The Joint Action Committee on Border of Meghalaya (JACBOM) is carefully preparing its case to bring before the Supreme Court where it will challenge the Meghalaya-Assam border agreement signed earlier this year.
Speaking to Highland Post, Senior Lawyer Erwin Sutnga said that JACBOM continues to get documents including the 1878 document that describes the boundaries of the Khasi states that stretches up to Kamakhya. The documents also prove that other areas like Ratachera, etc are part of the Jaiñtia Kingdom.
“The British have all the documents. There is also a compilation of maps from 1833-1838 that shows that Blocks 1 and 2, Kamakhya, Ratacherra, etc fall under the Khasi-Jaiñtia states,” Sutnga said.
The border agreement, signed between the Chief Ministers of Meghalaya and Assam in New Delhi, was meant to resolve the longstanding dispute between the two states in six ‘less contentious’ areas. However, though the states have roughly split the 36 sq km of disputed territory between them, many residents in these areas, civil society organisations, pressure groups and the opposition are fiercely opposed to the agreement.

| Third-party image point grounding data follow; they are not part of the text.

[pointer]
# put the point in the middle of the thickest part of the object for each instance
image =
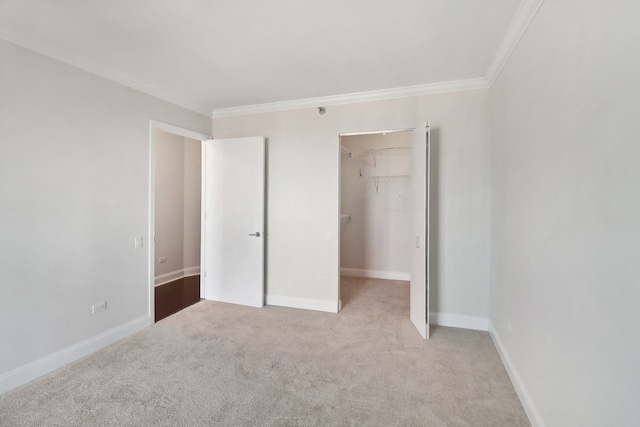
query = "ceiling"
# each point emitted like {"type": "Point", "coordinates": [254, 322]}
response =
{"type": "Point", "coordinates": [210, 55]}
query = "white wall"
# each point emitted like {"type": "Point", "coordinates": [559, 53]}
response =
{"type": "Point", "coordinates": [177, 213]}
{"type": "Point", "coordinates": [566, 214]}
{"type": "Point", "coordinates": [377, 241]}
{"type": "Point", "coordinates": [303, 164]}
{"type": "Point", "coordinates": [192, 196]}
{"type": "Point", "coordinates": [74, 191]}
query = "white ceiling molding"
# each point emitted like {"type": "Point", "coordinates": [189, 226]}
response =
{"type": "Point", "coordinates": [351, 98]}
{"type": "Point", "coordinates": [61, 55]}
{"type": "Point", "coordinates": [518, 26]}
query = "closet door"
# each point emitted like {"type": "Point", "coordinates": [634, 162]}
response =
{"type": "Point", "coordinates": [233, 255]}
{"type": "Point", "coordinates": [419, 304]}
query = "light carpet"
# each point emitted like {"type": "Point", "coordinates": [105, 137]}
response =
{"type": "Point", "coordinates": [216, 364]}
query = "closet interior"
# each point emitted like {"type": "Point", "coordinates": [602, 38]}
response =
{"type": "Point", "coordinates": [375, 205]}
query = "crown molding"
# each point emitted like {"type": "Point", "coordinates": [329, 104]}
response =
{"type": "Point", "coordinates": [351, 98]}
{"type": "Point", "coordinates": [52, 51]}
{"type": "Point", "coordinates": [518, 26]}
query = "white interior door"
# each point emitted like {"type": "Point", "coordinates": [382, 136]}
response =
{"type": "Point", "coordinates": [234, 220]}
{"type": "Point", "coordinates": [419, 303]}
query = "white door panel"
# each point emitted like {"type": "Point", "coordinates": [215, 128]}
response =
{"type": "Point", "coordinates": [419, 293]}
{"type": "Point", "coordinates": [234, 220]}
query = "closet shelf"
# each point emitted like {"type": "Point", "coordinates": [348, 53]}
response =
{"type": "Point", "coordinates": [376, 178]}
{"type": "Point", "coordinates": [384, 150]}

The state government has chosen to stick with the deal, claiming that it cannot be renegotiated, and blamed the previous government for not claiming some of the land that will now go to Assam once the agreement is approved by Parliament.
When asked how long the preparation will take before JACBOM is ready to move court, he said that any approach towards the apex court needs to be exercised with abundant caution.
“It’s hard to tell about the time frame since we continue to get more documents, but we will try to speed up this process to the best of our ability,” he said, adding that they are working day and night on the matter.
Sutnga, who unsuccessfully contested the 2018 election on a National People’s Party ticket before breaking with the ruling party, also maintained that this is not a question of winning or losing but a question of justice.
He also called for the ‘inter-state council’, under Article 263 of the Constitution, to be constituted so that what belongs to Assam should go to Assam and vice-versa.
“If it is impossible to return certain lands to Meghalaya, then the state should receive compensation, which will help us solve many problems, such as paying teacher salaries,” he said.
While the NPP’s allies in the Assembly are happy with the deal, other members of these allied parties, especially in the Khasi Hills Autonomous District Council (KHADC), are not.
One such, nominated MDC and senior United Democratic Party (UDP) member Bindo Lanong, recently said that the agreement is full of holes and cannot be supported, which is why many Himas have decided to challenge its legality.
“If the court finds that there is reason to believe that the MOU (memorandum of understanding) signed was done in haste, or improperly, and stays the agreement, then this is already a win-win situation,” he said.